High-performance synthetic dataset generator for LLM training. Generates DPO, SFT, KTO, and MO-DPO datasets using any OpenAI-compatible API with hierarchical generation pipeline, checkpoint/resume support, and optional LLM-as-Judge evaluation.
./bin/vellumforge2 run --config config.toml- SFT - Simple instruction-output pairs for supervised fine-tuning
- DPO - Standard preference pairs (prompt, chosen, rejected) compatible with HuggingFace TRL
- KTO - Unpaired preferences with binary labels compatible with HuggingFace TRL KTOTrainer
- MO-DPO - Full multi-objective DPO with detailed judge scoring for reward modeling
- Concurrent worker pool supporting up to 1024 parallel requests or more
- Provider-level and per-model rate limiting with configurable burst capacity
- Checkpoint/resume for interrupted sessions
- Asynchronous judge evaluation (non-blocking)
- Smart over-generation strategy achieving 95%+ count accuracy
- Robust 4-strategy JSON parsing with 99%+ success rate
Works with any OpenAI-compatible API: OpenAI, NVIDIA NIM, Anthropic, Together AI, llama.cpp, Ollama, LM Studio, kobold.cpp, vLLM, and more.
- Hierarchical generation: Main topic → Subtopics → Prompts → Preference pairs
- Custom prompt templates at every stage
- Optional LLM-as-Judge quality filtering (40-60% token savings vs full evaluation)
- Flexible rate limiting strategies
One-command dataset uploads with automatic repository creation using native NDJSON commit API (no external dependancies like HF CLI required).
Download from releases page for Linux, macOS (x86_64/ARM64), and Windows.
git clone https://github.com/lemon07r/vellumforge2.git
cd vellumforge2
make build
# Binary at ./bin/vellumforge2# 1. Copy configuration template
cp configs/config.example.toml config.toml
cp configs/.env.example .env
# 2. Edit .env with your API keys
# NVIDIA_API_KEY=nvapi-your-key
# OPENAI_API_KEY=sk-your-key
# 3. Edit config.toml with your settings
# Choose dataset_mode, configure models, customize prompts
# 4. Generate dataset
./bin/vellumforge2 run --config config.toml
# 5. Results in output/session_YYYY-MM-DDTHH-MM-SS/dataset.jsonlSee GETTING_STARTED.md for step-by-step tutorial.
Minimal configuration:
[generation]
main_topic = "Fantasy Fiction"
num_subtopics = 64
num_prompts_per_subtopic = 2
concurrency = 64
dataset_mode = "dpo" # Options: sft, dpo, kto, mo-dpo
[models.main]
base_url = "https://integrate.api.nvidia.com/v1"

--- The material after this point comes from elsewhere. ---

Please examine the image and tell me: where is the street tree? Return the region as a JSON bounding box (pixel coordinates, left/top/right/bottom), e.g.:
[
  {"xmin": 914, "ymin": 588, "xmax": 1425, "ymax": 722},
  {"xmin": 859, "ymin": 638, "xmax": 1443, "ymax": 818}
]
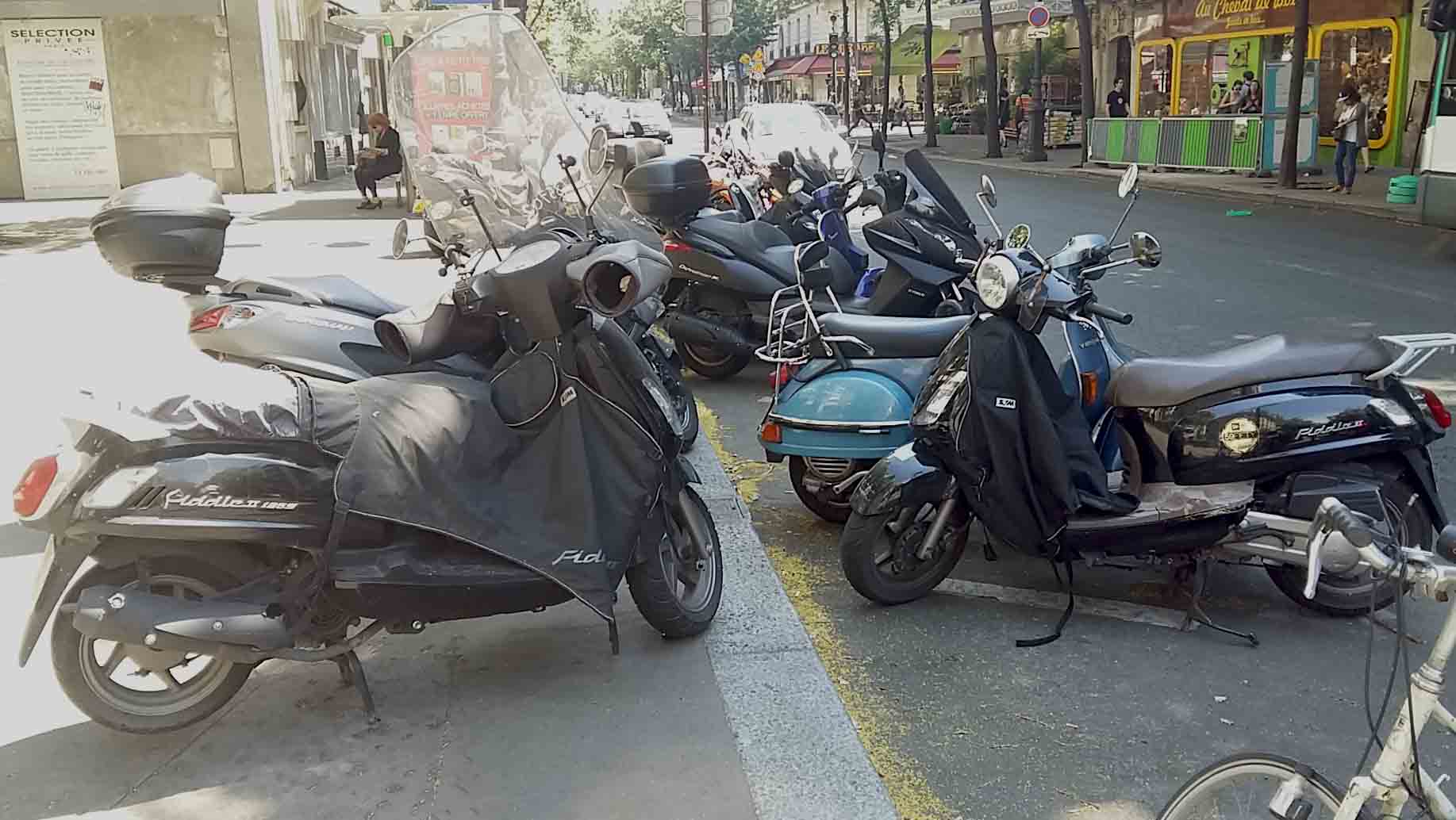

model_name = "moonshotai/kimi-k2-instruct-0905"
temperature = 0.6
max_output_tokens = 8192
rate_limit_per_minute = 40
[models.rejected] # Required for DPO/KTO/MO-DPO
base_url = "http://localhost:8080/v1" # Default URL for llama.cpp local server, but you can use any api of choice
model_name = "phi-4-mini-instruct"
temperature = 0.0
max_output_tokens = 4096
[prompt_templates]
chosen_generation = "Write a compelling story (400-600 words): {{.Prompt}}"

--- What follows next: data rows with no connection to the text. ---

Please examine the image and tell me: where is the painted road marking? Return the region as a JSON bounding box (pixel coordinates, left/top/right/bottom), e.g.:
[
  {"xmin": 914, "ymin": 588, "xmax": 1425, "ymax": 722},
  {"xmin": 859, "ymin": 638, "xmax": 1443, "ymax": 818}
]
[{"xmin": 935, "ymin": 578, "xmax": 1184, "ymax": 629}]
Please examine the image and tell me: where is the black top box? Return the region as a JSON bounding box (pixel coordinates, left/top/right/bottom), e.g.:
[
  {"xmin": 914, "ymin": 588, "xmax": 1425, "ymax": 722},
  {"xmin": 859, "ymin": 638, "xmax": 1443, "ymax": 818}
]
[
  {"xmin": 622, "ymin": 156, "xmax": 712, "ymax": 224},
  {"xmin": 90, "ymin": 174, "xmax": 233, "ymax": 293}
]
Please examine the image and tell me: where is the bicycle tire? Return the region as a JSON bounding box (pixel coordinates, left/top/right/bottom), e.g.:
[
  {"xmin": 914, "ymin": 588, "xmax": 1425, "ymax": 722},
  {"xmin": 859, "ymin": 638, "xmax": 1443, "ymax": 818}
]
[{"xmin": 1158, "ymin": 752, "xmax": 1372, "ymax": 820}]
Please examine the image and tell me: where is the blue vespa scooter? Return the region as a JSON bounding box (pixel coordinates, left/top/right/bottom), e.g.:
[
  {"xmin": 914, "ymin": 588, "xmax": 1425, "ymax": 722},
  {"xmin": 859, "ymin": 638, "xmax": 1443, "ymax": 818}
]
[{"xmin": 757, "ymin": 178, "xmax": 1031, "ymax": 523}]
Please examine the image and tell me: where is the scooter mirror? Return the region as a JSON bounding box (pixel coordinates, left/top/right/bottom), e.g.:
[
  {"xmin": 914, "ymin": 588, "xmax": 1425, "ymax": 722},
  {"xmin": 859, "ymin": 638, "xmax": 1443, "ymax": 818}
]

rejected_generation = "Write a simple story (200-300 words): {{.Prompt}}"Complete configuration reference in configs/config.example.toml.

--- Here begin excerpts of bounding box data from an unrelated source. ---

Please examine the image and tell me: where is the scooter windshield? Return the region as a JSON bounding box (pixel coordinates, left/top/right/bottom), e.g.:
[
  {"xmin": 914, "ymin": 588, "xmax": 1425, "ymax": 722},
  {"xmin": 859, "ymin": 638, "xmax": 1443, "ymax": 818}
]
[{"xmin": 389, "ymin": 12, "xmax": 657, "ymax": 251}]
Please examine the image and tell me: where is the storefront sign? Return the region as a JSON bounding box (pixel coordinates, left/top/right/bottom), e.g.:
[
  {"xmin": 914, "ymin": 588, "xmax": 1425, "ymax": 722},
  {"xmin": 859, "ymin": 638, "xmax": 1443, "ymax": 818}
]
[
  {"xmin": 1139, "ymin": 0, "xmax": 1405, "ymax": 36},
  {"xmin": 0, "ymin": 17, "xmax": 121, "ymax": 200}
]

| Mode | Output Format | Models Required | HuggingFace TRL | Use Case |
|---|---|---|---|---|
| sft | instruction → output | Main only | SFTTrainer | Basic fine-tuning |
| dpo | prompt, chosen, rejected | Main + Rejected | DPOTrainer | Preference optimization |
| kto | prompt, completion, label | Main + Rejected | KTOTrainer | Unpaired preferences |
| mo-dpo | Full schema + judge scores | Main + Rejected + Judge | Custom | Multi-objective training |
SFT Format:
{
"instruction": "Write a fantasy story about dragons",
"output": "In the mountains of Eldoria..."
}DPO Format:
{
"prompt": "Write a fantasy story about dragons",
"chosen": "In the ancient mountains of Eldoria, where mist...",
"rejected": "There was a dragon. It was big..."
}KTO Format (2 rows per pair):
{"prompt": "Write about dragons", "completion": "Good story...", "label": true}
{"prompt": "Write about dragons", "completion": "Bad story...", "label": false}MO-DPO Format:
{
"prompt": "Write a fantasy story about dragons",
"chosen": "In the mountains...",
"rejected": "There was a dragon...",
"chosen_scores": {
"plot_quality": {"score": 5, "reasoning": "Excellent narrative..."},
"creativity": {"score": 4, "reasoning": "Fresh perspective..."}
},
"rejected_scores": {
"plot_quality": {"score": 2, "reasoning": "Minimal development..."},
"creativity": {"score": 2, "reasoning": "Generic treatment..."}
},
"chosen_score_total": 4.5,
"rejected_score_total": 2.0,
"preference_margin": 2.5
}See DATASET_MODES.md for detailed format specifications and configuration examples.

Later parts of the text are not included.